Sharing the national pie
Embedded in last week’s numbers were some excellent outcomes for the majority of Australians, if not for the big corporations.
The share of the country’s total income going to workers via wages and salaries rose to 52.50%, up from the rock bottom 49.05% in the 2022 June quarter, when Labor was elected. That was the lowest percentage since the ABS began this series in 1959.
Commensurately, the share going to company profits slipped to 29.53%, down from 33.36% when Dr Chalmers took charge of the books.
Anyone needing convincing that the Albanese Government is off to an energetic start in redressing the imbalance between profits and wages needs only examine the right-hand part of this chart. The June quarter of 2022 when Labor took office shows two cusps: the lowest-ever share of income going to workers and the highest-ever going to company profits.
The shifts in trajectories since then have been emphatic.
Positive shifts keep piling up
Productivity has been a worry for all Australian governments since 2014. The index in Wednesday’s national accounts jumped from 94.40 to 95.20 points, the first rise in six quarters. It’s a start.
This follows excellent news this column has reported in recent weeks on wages growth, declining inflation, the jobless rate, hours worked per person per month, the employment-to-population ratio, exports of goods and services, tourism and business travel, government spending, income tax revenue, the budget deficit, government net debt, and the AAA credit rating.
All these outcomes show Australia is rapidly climbing virtually all the global tables, not just on GDP growth.
Shut down the mainstream media
Treasurer Chalmers is also being proactive in getting the key agencies well-staffed and effectively led. He has already replaced the heads of the Australian Reserve Bank and the Productivity Commission, and has just announced the new Australian Tax Office chief.

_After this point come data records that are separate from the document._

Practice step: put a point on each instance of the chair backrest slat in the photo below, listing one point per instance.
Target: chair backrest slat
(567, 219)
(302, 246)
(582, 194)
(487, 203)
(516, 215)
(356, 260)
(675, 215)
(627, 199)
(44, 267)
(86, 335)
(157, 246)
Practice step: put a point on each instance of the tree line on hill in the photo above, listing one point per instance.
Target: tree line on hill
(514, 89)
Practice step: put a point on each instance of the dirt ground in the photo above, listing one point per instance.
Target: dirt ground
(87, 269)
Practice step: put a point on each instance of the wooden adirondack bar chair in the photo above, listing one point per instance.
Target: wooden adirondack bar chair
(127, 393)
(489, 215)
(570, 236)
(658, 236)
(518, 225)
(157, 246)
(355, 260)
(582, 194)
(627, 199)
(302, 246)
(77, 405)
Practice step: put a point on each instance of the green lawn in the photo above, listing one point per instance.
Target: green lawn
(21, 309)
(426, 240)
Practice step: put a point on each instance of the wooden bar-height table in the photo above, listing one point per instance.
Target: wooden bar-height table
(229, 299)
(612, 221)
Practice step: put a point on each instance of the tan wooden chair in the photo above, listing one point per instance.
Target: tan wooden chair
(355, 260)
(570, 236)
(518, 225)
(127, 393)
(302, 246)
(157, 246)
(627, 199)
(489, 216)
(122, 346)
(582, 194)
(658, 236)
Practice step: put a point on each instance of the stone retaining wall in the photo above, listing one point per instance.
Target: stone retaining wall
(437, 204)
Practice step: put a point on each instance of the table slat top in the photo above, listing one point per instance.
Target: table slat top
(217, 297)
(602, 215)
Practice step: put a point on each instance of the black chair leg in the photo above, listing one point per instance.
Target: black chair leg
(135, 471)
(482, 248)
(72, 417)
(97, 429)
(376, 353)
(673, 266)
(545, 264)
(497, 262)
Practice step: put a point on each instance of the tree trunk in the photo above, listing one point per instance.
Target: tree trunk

There is no justification whatsoever for the constant doom and gloom headlines in the finance bulletins targeting the Treasurer. The Australian should be utterly ashamed of its gratuitous “story” last Friday headed ‘Dud cabinet ministers are letting down the PM and the nation’. It tried to assert, ‘Jim Chalmers the biggest weakness in Anthony Albanese’s cabinet’. It was riddled with malicious lies which it expected its readers will swallow.
What such publications show to those aware of reality is that News Corp is a malignant cancer which must be cut away as soon as possible to safeguard the health of the nation.
The majority of Australians, if they stopped reading newspapers and watching television news, would be a lot better informed, far less fearful, much happier and much better off financially.